RICHMOND S. Vance Wilkins Jr. surprised members of both parties in his first year as speaker of the Virginia House of Delegates last session with his shrewd maneuvering to push his agenda and his evenhandedness.
Whether he can carry that through this year is still anybody's guess.
"I would hope we can have a good session and do things that are good for the commonwealth, but this is an election year and a redistricting year two of the most highly charged events you can have. So that may be all, I don't know. But I think most of the guys will try to get things done," he said.
A tall, spare man with a low, rasping voice, Mr. Wilkins hails from Amherst County, just southeast of Lexington. He cut a very different picture on the speaker's dais than his predecessor, Delegate Thomas W. Moss Jr., Norfolk Democrat.
This is a man who quotes Sun Tzu's "The Art of War" when talking about political organizing, and who sold his family construction business so he could devote more time to recruiting candidates.
Mr. Wilkins says he may not out-think his opponents, but he out-works them. For instance, instead of power lunches, he eats spaghetti from a can at his desk so he can read his e-mail.
Delegate David B. Albo, Fairfax Republican, remembered going through his first campaign with Mr. Wilkins looking over his shoulder and recalled Mr. Wilkins' standard pep talk: "Now Albo, you have a responsibility to the entire Republican Party to win your election. It's not just about you."
Mr. Wilkins' dogged recruitment effort over the last decade was a big part of Republicans' takeover of the House for the first time in November 1999.
To reward his efforts, fellow Republican delegates tapped Mr. Wilkins to be speaker. He immediately began studying floor procedure, holding mock sessions with other delegates to hone his skills to address legislative eventualities.
He translated that determination into success in the legislative process.
He had his legal adviser go through the filed bills last year and make a list of 50 that were just philosophically anathema to him.
"Only two got out of the House. The Senate killed one, and the governor, I think, vetoed the other." Mr. Wilkins said. "We got them all eventually. That's pretty good."
The issues that drive him are personal liberty and education he becomes very animated when talking about getting students to read at grade-level, and he is a strong supporter of the Standards of Learning (SOL) assessment tests.
Democrats predicted Mr. Wilkins would show himself to be heavily partisan and unable to understand, let alone address, the needs of urban and suburban districts.

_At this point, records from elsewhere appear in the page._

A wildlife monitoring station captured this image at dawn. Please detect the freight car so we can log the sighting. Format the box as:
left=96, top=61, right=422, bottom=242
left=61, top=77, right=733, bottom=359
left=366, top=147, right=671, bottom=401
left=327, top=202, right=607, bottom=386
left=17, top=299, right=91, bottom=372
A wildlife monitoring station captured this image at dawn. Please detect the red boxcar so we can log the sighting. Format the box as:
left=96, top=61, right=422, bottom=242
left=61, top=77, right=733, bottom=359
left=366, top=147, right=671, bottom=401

But Mr. Wilkins surprised them.
On several occasions, he ruled against Republican delegates' requests, even where there was an arguably defensible position he could have taken to side with them.

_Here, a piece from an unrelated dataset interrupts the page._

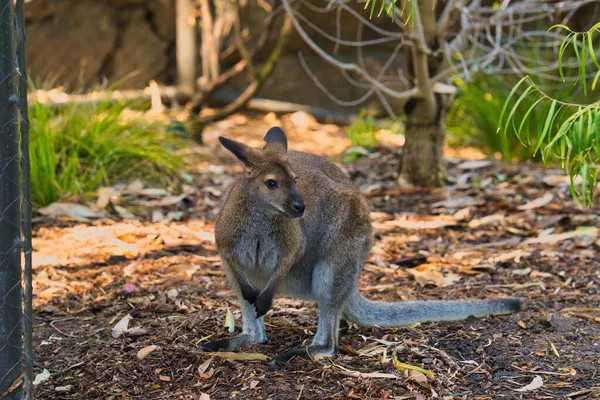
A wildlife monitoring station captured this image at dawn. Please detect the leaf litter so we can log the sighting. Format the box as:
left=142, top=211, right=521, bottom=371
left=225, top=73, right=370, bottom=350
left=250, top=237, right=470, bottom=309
left=31, top=114, right=600, bottom=400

"I do have to say that he ran the proceedings of the House very efficiently kept order, which is a very difficult part of the job, given you've got 100 personalities," said Delegate Robert H. Brink, Arlington Democrat.
Still, that wasn't always a plus.
The session finished a day earlier than scheduled for the first time in anyone's memory, but that left delegates with only a few hours to peruse the final versions of the budget and the transportation package the House and Senate conference committee put together.

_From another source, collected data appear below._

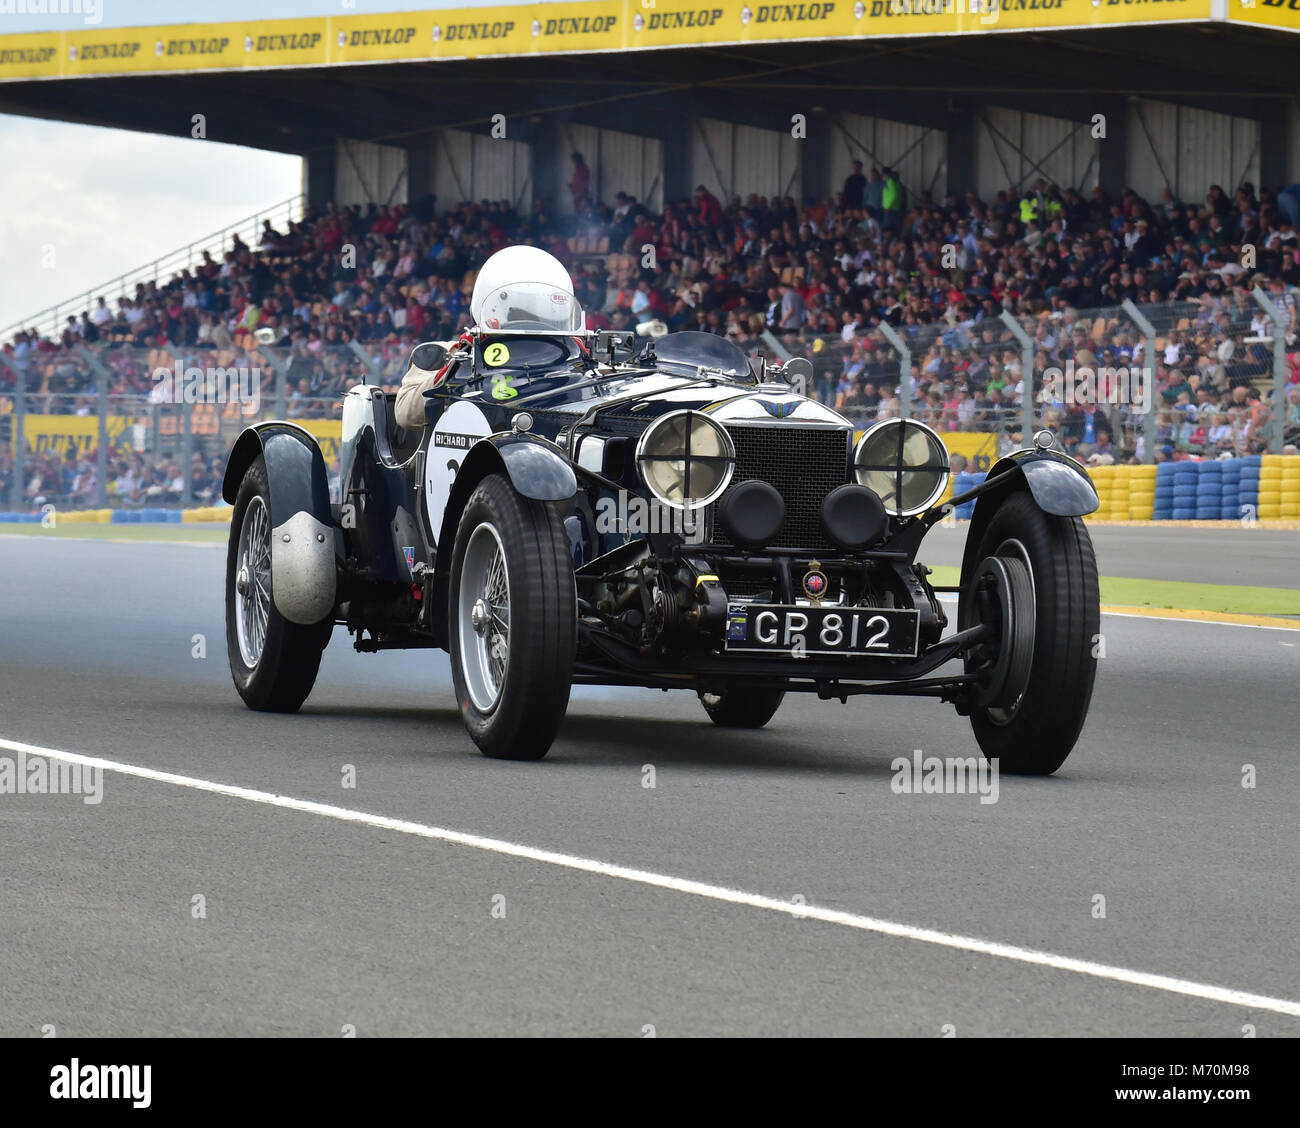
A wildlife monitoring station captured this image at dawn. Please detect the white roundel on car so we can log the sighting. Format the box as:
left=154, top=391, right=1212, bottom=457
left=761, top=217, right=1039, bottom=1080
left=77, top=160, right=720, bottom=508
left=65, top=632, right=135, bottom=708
left=426, top=400, right=493, bottom=544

"My sense is his overriding purpose was to close out the session early to show that the new regime could make the trains run on time," Mr. Brink said.
The speaker's most powerful tool may be members' committee assignments.
Last year he gave his predecessor, Mr. Moss, a plum spot on the House Appropriations Committee, but that meant another Democrat had to come off the committee. So Mr. Wilkins ousted Delegate Alan A. Diamonstein, Newport News Democrat, who was one of the perennial dealers on the committee.
But he left Mr. Diamonstein as co-chairman of the House General Laws committee. And though he kicked Minority Leader C. Richard Cranwell off the Courts of Justice Committee, he left Mr. Cranwell as co-chairman of the Finance Committee.
In his moves, Mr. Wilkins changed the philosophical bent of committees more to his liking.
The best example was the Militia and Police Committee, which handles gun-control bills. From the 1999 members he removed seven delegates, mostly from suburban and urban districts, who had supported gun restrictions. He replaced them with rural delegates who supported gun rights.
"I do have to say that he made full use of the powers of the speaker in appointing members to committees the most obvious example is Militia and Police," said Mr. Brink, one of those who was pulled off the committee.
But Mr. Wilkins defended the assignments.
"I would say certainly that it's stacked geographically, proportionally, different than it was. And if those people that represent different areas of the state happen to have a different philosophy, that's what we're supposed to do on these committees represent all areas of the state," he said.
As speaker, Mr. Wilkins also controls which committee gets which bill. He used that to make sure a bill about guns on school property was killed in the militia committee, and this year he assigned a bill to issue a Million Mom March license plate to the committee, rather than to the transportation committee.
"We've tried to put people on committees that will enable us to further the philosophy of government that we would like to bring, if we can," he said.